OS TEMPOS QUE CORREM. Miguel Vale de Almeida


27.9.05  

Ide pra casa e procriai.

Provavelmente os jornais gratuitos, como o Metro e o Destak já estarão a ter tanta influência na opinião pública como o telejornal da TVI. Hoje pego no primeiro e deparo com o título "Nascimentos no mínimo". Vai-se a ver e a "notícia" mais não é do que o aproveitamento de uma nota de imprensa da Associação Portuguesa de Famílias Numerosas. Nem falemos na qualidade do "jornalismo". Perguntemo-nos, antes, porque há-de a APFN estar preocupada com a diminuição do índice de fecundidade ou da taxa de natalidade, em vez de se restringir à defesa dos seus interesses? A resposta é simples: a APFN é uma das muitas máscaras do movimento neo-conservador inspirado pela ICAR. O que eles estão a dizer é que o Estado deve incentivar "as famílias" a terem mais filhos (dizem-no mesmo, actually).

Espero que os movimentos de mulheres percebam o que está a passar-se: pressões no sentido de terem mais filhos significa necessariamente pressões no sentido de ficarem em casa - porque nem o Estado social (o português...) é suficientemente forte para sustentar períodos longos de licença de maternidade com regresso garantido ao emprego, nem as relações de género mudaram o suficiente para permitir pensar que tanto homens como mulheres ficariam a tomar conta dessas crianças. Mas a coisa não fica por aqui. Umas páginas à frente, pode ler-se que Correia de Campos quer ver as mães a amamentarem durante seis meses. Amanhã aparecerão com certeza certos psis de serviço a cronicar sobre a importância das stay-at-home moms para o desenvolvimento dos petizes - sem nunca falarem sequer de como pode haver mais e melhores infantários.

Toda a gente conhece a h(H)istória: uma crise de emprego e são as mulheres as primeiras a serem recambiadas para casa. Normalmente conseguindo até convencê-las de que isso é o melhor para os filhos - que entretanto foram incentivadas a ter - e que lá reencontrarão a sua verdadeira natureza.

PS: No Público José Vítor Malheiros chama a atenção para os números: mais de 15.000 crianças em instituições.

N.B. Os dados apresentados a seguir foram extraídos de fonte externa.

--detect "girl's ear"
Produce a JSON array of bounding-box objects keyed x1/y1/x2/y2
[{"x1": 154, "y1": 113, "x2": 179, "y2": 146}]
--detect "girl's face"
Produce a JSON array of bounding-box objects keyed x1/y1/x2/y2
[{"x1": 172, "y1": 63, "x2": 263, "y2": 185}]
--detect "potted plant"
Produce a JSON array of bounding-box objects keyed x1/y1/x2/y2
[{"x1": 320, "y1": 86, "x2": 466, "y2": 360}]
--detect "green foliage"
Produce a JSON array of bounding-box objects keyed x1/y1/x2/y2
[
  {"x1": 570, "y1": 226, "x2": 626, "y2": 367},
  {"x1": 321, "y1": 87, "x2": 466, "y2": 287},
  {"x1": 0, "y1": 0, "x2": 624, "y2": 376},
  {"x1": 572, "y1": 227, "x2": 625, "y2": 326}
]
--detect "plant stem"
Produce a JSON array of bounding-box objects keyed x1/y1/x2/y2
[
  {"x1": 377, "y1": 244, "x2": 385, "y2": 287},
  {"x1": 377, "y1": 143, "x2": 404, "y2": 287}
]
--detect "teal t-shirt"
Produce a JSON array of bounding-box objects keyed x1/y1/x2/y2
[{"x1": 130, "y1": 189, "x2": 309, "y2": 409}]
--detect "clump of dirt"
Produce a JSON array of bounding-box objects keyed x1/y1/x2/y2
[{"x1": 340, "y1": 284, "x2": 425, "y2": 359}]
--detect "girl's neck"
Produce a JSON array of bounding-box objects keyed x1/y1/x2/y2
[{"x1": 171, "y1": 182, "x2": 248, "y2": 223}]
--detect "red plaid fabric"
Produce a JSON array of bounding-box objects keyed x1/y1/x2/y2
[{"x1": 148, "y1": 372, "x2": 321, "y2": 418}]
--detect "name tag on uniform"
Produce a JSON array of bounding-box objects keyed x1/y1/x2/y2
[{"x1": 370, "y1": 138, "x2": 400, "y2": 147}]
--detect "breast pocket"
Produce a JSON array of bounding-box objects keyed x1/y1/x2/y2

E para como um dos problemas no mundo da adopção está no facto de os juízes insistirem tanto na família "biológica" (conceito que não quer dizer absolutamente nada: a consanguinidade é, em termos de relações entre pessoas, parentalidade, família, etc., apenas o que dela quisermos fazer...). Só falat mesmo dizer que, caso as mães das 15.000 crianças tivessem ficado em casa nada "disto" teria acontecido.